No a reboot is not needed, a restart of the Baloo process is sufficient. Sometimes though Baloo isn't listening when you "ask it to restart itself". Bug 467531.
    
> You were right, it is doubled. I do have 363696 regular files in home folder.
> (cd &&  find . \( ! -regex '.*/\..*' \) -type f | wc -l)
Thank you, it's something of a relief that Ext4 over LUKS2 did give a stable device number. I think now a question of patience, watching with "balooctl monitor" (and I've found iotop gives a nice view into the indexing behaviour). Avoid "balooctl status" if you can...

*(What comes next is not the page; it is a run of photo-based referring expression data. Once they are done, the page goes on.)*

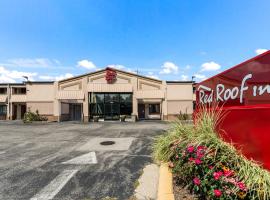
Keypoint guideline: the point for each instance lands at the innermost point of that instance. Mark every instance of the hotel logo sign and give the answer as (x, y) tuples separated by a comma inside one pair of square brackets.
[(222, 94), (110, 75)]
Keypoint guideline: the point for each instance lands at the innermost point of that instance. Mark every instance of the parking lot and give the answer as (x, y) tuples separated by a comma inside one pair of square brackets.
[(66, 160)]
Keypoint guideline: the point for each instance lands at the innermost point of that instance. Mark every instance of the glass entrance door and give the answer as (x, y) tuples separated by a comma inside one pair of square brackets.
[(112, 111), (112, 107)]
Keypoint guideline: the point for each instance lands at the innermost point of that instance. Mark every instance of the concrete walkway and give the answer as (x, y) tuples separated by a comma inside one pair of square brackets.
[(148, 183)]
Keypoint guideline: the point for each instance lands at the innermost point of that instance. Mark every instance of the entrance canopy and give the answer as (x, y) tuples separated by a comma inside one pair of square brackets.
[(70, 95)]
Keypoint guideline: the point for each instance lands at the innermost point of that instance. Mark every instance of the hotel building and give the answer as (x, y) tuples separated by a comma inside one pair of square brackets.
[(107, 93)]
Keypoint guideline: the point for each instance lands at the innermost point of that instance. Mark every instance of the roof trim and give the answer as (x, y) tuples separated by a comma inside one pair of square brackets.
[(180, 82), (40, 82), (232, 68), (117, 70), (12, 84)]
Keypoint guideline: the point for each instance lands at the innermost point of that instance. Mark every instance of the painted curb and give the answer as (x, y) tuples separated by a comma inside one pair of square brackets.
[(165, 187)]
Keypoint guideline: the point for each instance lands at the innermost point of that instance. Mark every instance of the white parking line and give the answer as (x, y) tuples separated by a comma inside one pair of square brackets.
[(55, 185), (85, 159)]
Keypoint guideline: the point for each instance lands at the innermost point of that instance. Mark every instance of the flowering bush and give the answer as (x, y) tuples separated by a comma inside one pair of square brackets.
[(210, 167), (203, 176)]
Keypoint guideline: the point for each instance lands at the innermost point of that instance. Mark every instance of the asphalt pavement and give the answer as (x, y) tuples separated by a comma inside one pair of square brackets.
[(66, 161)]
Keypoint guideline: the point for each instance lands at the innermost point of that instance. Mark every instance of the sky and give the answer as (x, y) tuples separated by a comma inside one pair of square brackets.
[(164, 39)]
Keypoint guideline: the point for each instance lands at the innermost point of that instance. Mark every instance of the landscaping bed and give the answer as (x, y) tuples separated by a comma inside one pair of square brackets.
[(206, 167), (180, 191)]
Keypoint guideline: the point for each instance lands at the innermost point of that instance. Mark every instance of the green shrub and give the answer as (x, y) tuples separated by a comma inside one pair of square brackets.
[(209, 166), (31, 116), (183, 116)]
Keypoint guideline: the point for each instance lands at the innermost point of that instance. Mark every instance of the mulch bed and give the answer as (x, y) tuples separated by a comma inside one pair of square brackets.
[(180, 191)]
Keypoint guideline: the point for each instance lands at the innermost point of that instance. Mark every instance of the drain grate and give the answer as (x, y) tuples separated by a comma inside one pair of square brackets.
[(107, 143)]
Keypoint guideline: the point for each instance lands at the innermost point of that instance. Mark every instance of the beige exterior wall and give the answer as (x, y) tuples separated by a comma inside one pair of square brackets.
[(44, 108), (179, 99), (180, 91), (174, 107), (53, 99), (40, 96), (39, 92)]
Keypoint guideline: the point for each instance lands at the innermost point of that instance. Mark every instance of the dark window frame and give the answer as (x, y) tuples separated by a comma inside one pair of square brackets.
[(153, 110)]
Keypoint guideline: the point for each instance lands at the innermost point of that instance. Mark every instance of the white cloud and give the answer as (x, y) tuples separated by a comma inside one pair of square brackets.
[(116, 66), (56, 78), (210, 66), (187, 67), (168, 68), (152, 75), (86, 64), (260, 51), (65, 76), (184, 77), (12, 76), (33, 62), (200, 76)]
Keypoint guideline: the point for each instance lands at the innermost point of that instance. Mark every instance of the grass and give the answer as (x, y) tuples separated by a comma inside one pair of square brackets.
[(203, 132)]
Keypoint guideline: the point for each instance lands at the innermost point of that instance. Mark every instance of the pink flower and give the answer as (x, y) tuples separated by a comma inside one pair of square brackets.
[(228, 173), (190, 149), (196, 181), (241, 186), (217, 175), (230, 180), (217, 193), (191, 159), (198, 161), (199, 154), (200, 148)]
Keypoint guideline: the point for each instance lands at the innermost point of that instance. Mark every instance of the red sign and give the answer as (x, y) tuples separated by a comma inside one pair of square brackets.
[(110, 75), (244, 93)]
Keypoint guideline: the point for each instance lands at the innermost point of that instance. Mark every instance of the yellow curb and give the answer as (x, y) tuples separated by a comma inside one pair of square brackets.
[(165, 187)]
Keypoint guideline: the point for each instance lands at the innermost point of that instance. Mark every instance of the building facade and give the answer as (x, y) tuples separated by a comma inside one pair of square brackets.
[(108, 93)]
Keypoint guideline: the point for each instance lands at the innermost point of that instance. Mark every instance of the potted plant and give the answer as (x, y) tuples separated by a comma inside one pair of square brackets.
[(95, 118), (122, 118)]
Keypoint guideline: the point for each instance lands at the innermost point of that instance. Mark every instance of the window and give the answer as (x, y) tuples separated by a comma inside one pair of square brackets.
[(19, 90), (3, 109), (154, 109), (110, 105), (3, 90)]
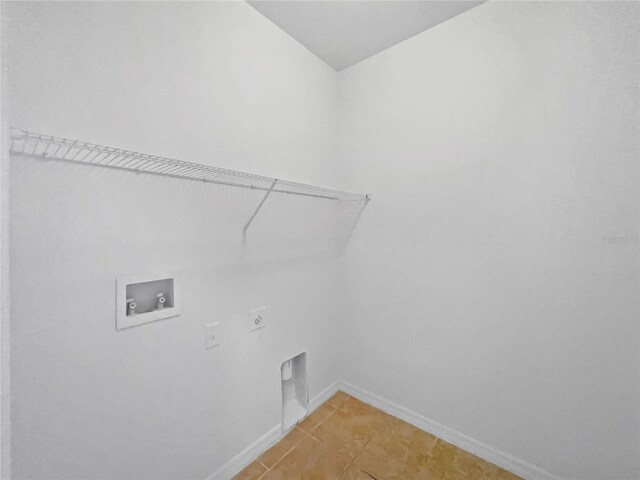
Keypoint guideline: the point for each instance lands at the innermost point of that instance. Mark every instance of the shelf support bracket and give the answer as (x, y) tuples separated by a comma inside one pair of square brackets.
[(255, 212)]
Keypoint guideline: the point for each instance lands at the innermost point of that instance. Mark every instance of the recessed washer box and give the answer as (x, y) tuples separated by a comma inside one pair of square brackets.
[(145, 298)]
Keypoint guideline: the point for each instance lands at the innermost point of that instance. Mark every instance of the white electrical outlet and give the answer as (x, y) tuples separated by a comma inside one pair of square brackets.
[(257, 318), (212, 333)]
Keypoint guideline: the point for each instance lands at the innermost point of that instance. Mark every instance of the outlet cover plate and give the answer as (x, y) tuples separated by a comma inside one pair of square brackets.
[(257, 318), (212, 332)]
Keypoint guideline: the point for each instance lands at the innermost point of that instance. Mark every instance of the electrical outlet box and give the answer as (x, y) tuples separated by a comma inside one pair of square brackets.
[(257, 318), (212, 332)]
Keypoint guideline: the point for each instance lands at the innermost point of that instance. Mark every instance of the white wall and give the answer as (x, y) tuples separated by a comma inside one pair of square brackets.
[(207, 82), (501, 147)]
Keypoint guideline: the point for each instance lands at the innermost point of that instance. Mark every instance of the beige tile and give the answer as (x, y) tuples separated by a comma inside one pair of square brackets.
[(344, 433), (384, 458), (312, 421), (407, 434), (337, 399), (284, 446), (346, 439), (252, 472), (309, 460), (354, 473)]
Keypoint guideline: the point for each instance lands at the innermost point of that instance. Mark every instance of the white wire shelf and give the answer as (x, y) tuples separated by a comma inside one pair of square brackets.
[(49, 147)]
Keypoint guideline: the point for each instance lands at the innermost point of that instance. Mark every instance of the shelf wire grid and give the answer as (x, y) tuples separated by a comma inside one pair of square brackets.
[(49, 147)]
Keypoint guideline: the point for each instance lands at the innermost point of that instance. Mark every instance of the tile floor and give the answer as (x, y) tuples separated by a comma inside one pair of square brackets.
[(346, 439)]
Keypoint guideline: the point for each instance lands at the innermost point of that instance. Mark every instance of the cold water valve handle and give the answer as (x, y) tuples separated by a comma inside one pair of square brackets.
[(161, 300)]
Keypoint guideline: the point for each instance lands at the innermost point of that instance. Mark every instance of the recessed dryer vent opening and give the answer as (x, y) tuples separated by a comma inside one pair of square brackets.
[(295, 398)]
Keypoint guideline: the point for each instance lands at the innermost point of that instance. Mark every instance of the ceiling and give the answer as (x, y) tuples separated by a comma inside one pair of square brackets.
[(344, 32)]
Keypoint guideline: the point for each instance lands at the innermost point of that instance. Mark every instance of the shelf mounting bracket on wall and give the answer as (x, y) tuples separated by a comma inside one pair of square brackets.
[(255, 212)]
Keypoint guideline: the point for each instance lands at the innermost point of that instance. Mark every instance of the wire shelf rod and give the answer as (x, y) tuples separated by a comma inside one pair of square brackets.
[(62, 149)]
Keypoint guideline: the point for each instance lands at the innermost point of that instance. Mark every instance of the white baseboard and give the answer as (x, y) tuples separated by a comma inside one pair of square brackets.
[(486, 452), (253, 451)]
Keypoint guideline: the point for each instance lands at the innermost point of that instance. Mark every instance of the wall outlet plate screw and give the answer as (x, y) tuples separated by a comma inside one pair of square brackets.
[(257, 318)]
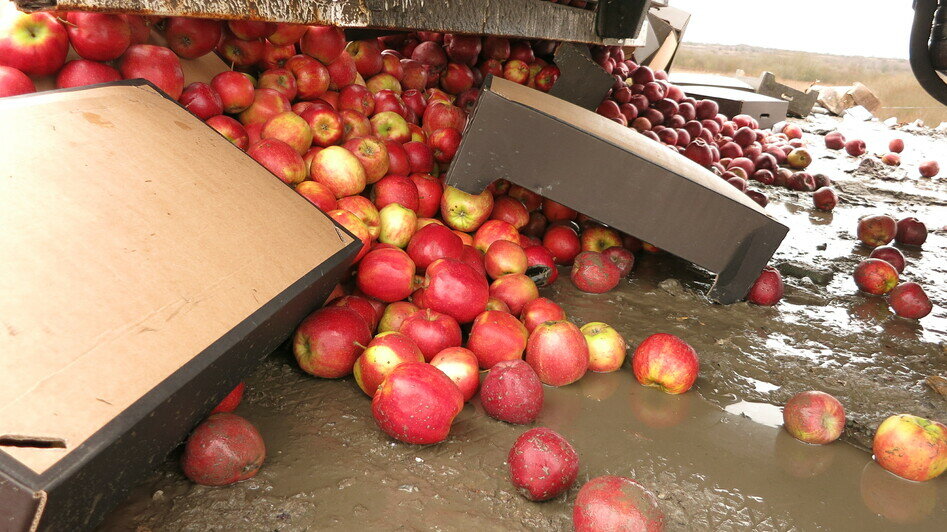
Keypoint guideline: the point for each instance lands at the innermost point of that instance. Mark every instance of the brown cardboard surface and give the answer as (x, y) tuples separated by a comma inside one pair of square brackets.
[(619, 177), (132, 243)]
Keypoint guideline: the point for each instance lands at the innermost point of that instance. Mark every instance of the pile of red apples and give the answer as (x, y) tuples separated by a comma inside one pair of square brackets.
[(446, 284)]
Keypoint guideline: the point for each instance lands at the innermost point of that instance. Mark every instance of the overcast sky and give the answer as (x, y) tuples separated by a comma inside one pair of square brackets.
[(876, 28)]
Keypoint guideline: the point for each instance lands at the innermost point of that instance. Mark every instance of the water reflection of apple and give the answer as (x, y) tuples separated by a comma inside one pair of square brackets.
[(896, 499), (802, 460), (657, 409)]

Comment 10 tagwerk19 2023-11-05 21:57:55 UTC

(In reply to David Kredba from comment #7)
> Are there sanity/health checks for the index file BTW?
Sorry, I missed that one. Yes. Igor Poboiko has a
    
    baloo-checkdb.py

script here:

    https://invent.kde.org/frameworks/baloo/uploads/bdc9f5f17fc96490b7bd4a22ac664843/baloo-checkdb.py

With a quick description:

    https://invent.kde.org/frameworks/baloo/-/merge_requests/87#note_535270

It works "one level up"; the logical DB structure rather then the physical one. Heads up about the need to load the whole database into memory!  I've used it for small indexes.
        
It probably needs a new release though, see the report here
    
    https://bugs.kde.org/show_bug.cgi?id=474973#c29

Comment 11 tagwerk19 2024-07-07 15:20:25 UTC

(In reply to tagwerk19 from comment #9)
> ... it's something of a relief that Ext4 over LUKS2 did give a stable
> device number. I think now a question of patience, watching with "balooctl
> monitor" (and I've found iotop gives a nice view into the indexing
> behaviour). Avoid "balooctl status" if you can...
Are you OK now?

I know there's been some fixes to Poppler that have fixed some extreme PDF issues
    https://bugs.kde.org/show_bug.cgi?id=380456#c22

Comment 12 David Kredba 2025-01-06 08:50:02 UTC

Baloo seems to be fine after I excluded my many many epub books folder.
Pdf books are indexed by Baloo in a different Calibre Library fine.
(Calibre's full-text index file of that epub Library is over 20 GiB in size.)